Today's Hartford Courant and New Haven Register share the results of the annual Labor Day report issued by Connecticut Voices for Children, which looks at how well Connecticut's economic growth has been trickling down to wage-earners. Apparently, not very well:The state's wage earners - low, median and high - earned less in real dollars in 2006 than in 2002, the report said.Real wages for workers in every category are either flat or have declined, the report said. In real wages, someone who earned $18.36 an hour in 2001 earned $17.75 an hour last year, the report said.
"Health care costs are consuming a larger proportion of total compensation," said Hall, citing one reason for stagnant or declining wages. "There seems to be a disconnect between an economy that's doing well and the wages people are being paid."
The gain in lower-paying service jobs has not quite compensated for the loss of higher-paying manufacturing jobs.

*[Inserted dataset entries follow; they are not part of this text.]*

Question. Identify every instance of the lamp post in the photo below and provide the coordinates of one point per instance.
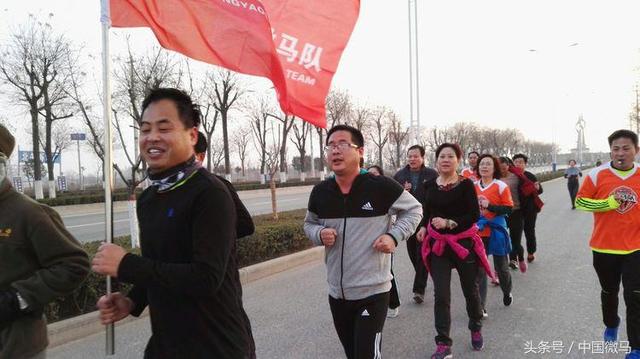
(554, 154)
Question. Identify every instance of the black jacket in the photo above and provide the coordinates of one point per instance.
(426, 174)
(526, 203)
(188, 272)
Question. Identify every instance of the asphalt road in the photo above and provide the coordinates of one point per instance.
(86, 222)
(557, 300)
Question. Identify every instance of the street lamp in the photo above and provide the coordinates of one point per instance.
(554, 163)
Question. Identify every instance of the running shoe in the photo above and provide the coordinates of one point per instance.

The state continues to keep shedding manufacturing jobs, although the rate of loss is dropping. Those traditionally well-paying jobs are being replaced by lower-paying service jobs. "That is not a positive direction for our state economy and it is not a situation that is going to right itself," he said.Things were different in the 1980s, when hourly workers saw real wage growth of 14.9 percent; in the 1990s, low wages dropped, but median wages increased slightly and high wages jumped the most.

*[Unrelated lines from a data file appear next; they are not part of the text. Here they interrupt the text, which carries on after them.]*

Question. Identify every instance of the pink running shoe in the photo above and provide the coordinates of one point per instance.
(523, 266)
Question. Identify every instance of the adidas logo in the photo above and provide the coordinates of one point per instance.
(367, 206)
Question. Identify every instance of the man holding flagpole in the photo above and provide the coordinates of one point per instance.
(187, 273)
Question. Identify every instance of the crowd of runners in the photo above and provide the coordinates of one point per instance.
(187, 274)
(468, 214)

The articles point out that these conditions are part of a national trend, and Connecticut Voices for Children say that wage-earners would benefit from a change in priorities:
The group is urging the state's policy-makers to strive for more higher-wage jobs, provide more child care and housing subsidies for low-wage families and invest more in education.In a separate report issued in July, The Connecticut Department of Labor stated that; "we are now just 4,900 jobs short of our all-time high of 1,700,700 reached in July 2000."
The good news is that we're gaining jobs. The bad news is that although we have just about reached the number of jobs we had six years ago, the wages paid for the jobs being produced are not keeping pace with the cost of living.
I have never claimed to be some Economics expert... But I do have some resources that are competent in this area of expertise. And I can read these tea leaves and tell that this is bad. Really bad. This national trend is the direct result of "The Great Republican Experiment" that has obviously completely failed America since the Ronny Raygun administration and their followers started pissing themselves with extremist tax and spend conservatism and fear of the rest of the world.
Live in fear and the American free market truly dies.
1 comment:
Had a report in the local paper say the same thing, but its main statement was that the influx of cheap hispanic labor were driving down contruction and technician wages that had been some of the safer blue collars jobs in ths sector of the country. The textile and manufacturing jobs that had been the highest paying jobs allowing blue collar middle class families to prosper had mainly flown south or east these last couple of decades. You can still find some manufacturing but as a rule they are an exception.